Skip to content

Creating combinations of files

Sometimes you need to create all the possible combinations of a set of files that you have as file streams.

For example, say that you have two file streams:

[a.txt b.txt]
[1.txt 2.txt 3.txt]

... and you want to process all of the combinations of these two sets of files. So in other words, what you want is:

[a.txt a.txt a.txt b.txt b.txt b.txt]
[1.txt 2.txt 3.txt 1.txt 2.txt 3.txt]

This is something you can accomplish with the FileCombinator component, available in SciPipe 0.9.1 and later.

Example

Given that you have a set of files:

letterfile_a.txt
letterfile_b.txt
numberfile_1.txt
numberfile_2.txt
numberfile_3.txt

... and you want to create all combinations of the letter* files and the number* files, you can do it as follows:

package main

import (
    "github.com/scipipe/scipipe"
    "github.com/scipipe/scipipe/components"
)

func main() {
    wf := scipipe.NewWorkflow("wf", 4)

    letterGlobber := components.NewFileGlobber(wf, "letter_globber", "letterfile_*.txt")
    numberGlobber := components.NewFileGlobber(wf, "number_globber", "numberfile_*.txt")

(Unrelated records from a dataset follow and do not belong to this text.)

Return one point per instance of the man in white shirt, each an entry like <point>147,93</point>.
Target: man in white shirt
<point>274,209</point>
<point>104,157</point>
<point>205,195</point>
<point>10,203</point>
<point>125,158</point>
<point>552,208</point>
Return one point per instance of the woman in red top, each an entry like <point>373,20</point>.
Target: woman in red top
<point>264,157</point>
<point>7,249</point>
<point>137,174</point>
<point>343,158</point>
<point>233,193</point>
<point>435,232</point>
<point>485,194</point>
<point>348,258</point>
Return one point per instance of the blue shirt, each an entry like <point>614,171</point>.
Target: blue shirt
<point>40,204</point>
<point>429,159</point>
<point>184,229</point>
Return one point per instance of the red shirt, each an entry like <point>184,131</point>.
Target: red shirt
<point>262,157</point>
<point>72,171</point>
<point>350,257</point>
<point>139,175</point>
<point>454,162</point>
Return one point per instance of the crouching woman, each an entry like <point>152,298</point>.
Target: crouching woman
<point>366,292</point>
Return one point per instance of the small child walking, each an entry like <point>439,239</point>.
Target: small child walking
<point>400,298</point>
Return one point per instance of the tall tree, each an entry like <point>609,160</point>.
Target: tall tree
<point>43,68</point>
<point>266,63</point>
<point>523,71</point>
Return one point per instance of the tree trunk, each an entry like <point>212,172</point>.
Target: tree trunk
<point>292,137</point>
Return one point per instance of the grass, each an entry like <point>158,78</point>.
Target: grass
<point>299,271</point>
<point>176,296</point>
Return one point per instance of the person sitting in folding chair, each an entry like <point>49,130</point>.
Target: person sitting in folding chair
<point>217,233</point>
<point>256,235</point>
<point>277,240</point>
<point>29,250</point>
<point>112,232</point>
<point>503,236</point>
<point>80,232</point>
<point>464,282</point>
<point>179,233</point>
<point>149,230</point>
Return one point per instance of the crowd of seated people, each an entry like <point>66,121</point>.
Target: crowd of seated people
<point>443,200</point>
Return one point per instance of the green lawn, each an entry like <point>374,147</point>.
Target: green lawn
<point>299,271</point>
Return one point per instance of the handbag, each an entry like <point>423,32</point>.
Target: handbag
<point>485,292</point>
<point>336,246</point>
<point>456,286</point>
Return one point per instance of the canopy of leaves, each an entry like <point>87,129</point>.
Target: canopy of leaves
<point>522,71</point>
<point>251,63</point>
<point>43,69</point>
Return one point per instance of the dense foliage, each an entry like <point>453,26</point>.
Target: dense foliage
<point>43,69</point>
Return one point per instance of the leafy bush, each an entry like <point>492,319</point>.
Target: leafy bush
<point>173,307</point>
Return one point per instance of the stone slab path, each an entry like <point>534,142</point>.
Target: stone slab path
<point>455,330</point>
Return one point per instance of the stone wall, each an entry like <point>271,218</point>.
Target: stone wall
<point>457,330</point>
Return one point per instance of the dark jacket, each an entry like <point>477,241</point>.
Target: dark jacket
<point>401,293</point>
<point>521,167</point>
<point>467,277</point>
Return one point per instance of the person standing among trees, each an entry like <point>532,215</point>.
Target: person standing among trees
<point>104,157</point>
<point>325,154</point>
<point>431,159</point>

    fileCombiner := components.NewFileCombinator(wf, "file_combiner")
    fileCombiner.In("letters").From(letterGlobber.Out())
    fileCombiner.In("numbers").From(numberGlobber.Out())

    catenator := wf.NewProc("catenator", "cat {i:letters} {i:numbers} > {o:combined}")
    catenator.In("letters").From(fileCombiner.Out("letters"))
    catenator.In("numbers").From(fileCombiner.Out("numbers"))
    catenator.SetOut("combined", "{i:letters|basename|%.txt}.{i:numbers|basename|%.txt}.combined.txt")

    wf.Run()
}

Note that when accessing an in-port on the FileCombinator with the In(PORTNAME) method, this port will be created automatically, together with a corresponding out-port which can be accessed with the same name, Out(PORTNAME), as can be seen when we connect the fileCombinator to the catenator process further down in the code.

The program above, if put in a .go file and run with go run file.go, will generate the following files (excluding the accompanying .audit.json files):

letterfile_b.txt
letterfile_a.txt
numberfile_3.txt
numberfile_2.txt
numberfile_1.txt
letterfile_a.numberfile_2.combined.txt
letterfile_a.numberfile_1.combined.txt
letterfile_a.numberfile_3.combined.txt
letterfile_b.numberfile_2.combined.txt
letterfile_b.numberfile_1.combined.txt
letterfile_b.numberfile_3.combined.txt

As you can see, all the combinations of the